All the implementations share the same very simple architecture: the world of cells is represented as a hash table whose keys are coordinates, and whose values are cells; cells being those things that can be alive or dead at any time. A world can “evolve” into its next stage of life, applying the rules of life to each cell. Most languages provide something akin to a hash table, except for C, which took me to add one inspired from some code I found online.

All projects share the same unit tests, too, written in the default unit test library provided by each language. For Objective-C, however, I could not find a suitable framework to use, so I just created a separate executable with assert() calls in it. I wanted to use an old Objective-C unit test framework called UnitKit, written by Duncan Davidson (the creator of Tomcat and Ant, by the way) but couldn’t make it work.
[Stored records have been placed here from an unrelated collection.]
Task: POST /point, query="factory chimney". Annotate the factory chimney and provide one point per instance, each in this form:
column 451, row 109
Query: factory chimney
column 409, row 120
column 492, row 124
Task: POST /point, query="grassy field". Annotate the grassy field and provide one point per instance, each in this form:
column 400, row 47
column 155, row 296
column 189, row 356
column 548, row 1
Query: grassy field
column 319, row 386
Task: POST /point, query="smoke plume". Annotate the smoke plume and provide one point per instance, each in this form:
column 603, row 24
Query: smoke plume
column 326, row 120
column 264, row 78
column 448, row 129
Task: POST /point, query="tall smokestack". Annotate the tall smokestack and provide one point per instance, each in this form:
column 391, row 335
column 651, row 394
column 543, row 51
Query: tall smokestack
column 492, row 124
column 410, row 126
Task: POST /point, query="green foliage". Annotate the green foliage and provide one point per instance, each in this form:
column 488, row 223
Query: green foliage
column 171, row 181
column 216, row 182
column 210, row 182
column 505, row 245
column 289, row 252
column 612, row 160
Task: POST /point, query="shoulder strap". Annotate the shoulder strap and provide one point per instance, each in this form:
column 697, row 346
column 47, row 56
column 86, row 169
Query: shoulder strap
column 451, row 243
Most versions only work on the terminal, drawing the grid in pure text. Only the first three original implementations mentioned above (TypeScript, Swift, and Kotlin) have GUI representations, but I have not updated the mobile projects in years, and I don’t think they can work anymore. The web app in TypeScript still works. Maybe the C++ could be used for a GUI app with Qt or wxWidgets, maybe. I would love to use the C# code to write a text-based UI using gui.cs by none other than Miguel de Icaza.

The implementation that took me the longer was FreeBASIC, simply because I hated it. It’s really a horrible language to write code with.

The ones that I like most are F# and Rust. I just fell in love with these languages.

As another curiosity, I also keep statistics of the lines of code taken by each project, extracted with the cloc tool. It turns out that Pascal and Rust are the longest implementations (around 340 lines) while F#, Python, and Common Lisp are the shortest (around 140 lines).

I plan to add more languages to the project, but I don’t really follow a plan. What I have been doing lately, however, is to update some implementations to the latest versions of each language. For example, I’ve lately updated projects to Python 3.10 and Java 17, and this month I’ll do the same with PHP 8.1 (enums!) and C# 9. Sometimes these updates decrease dramatically the total number of lines of code of a project.

The project is in GitLab, free for everyone to use.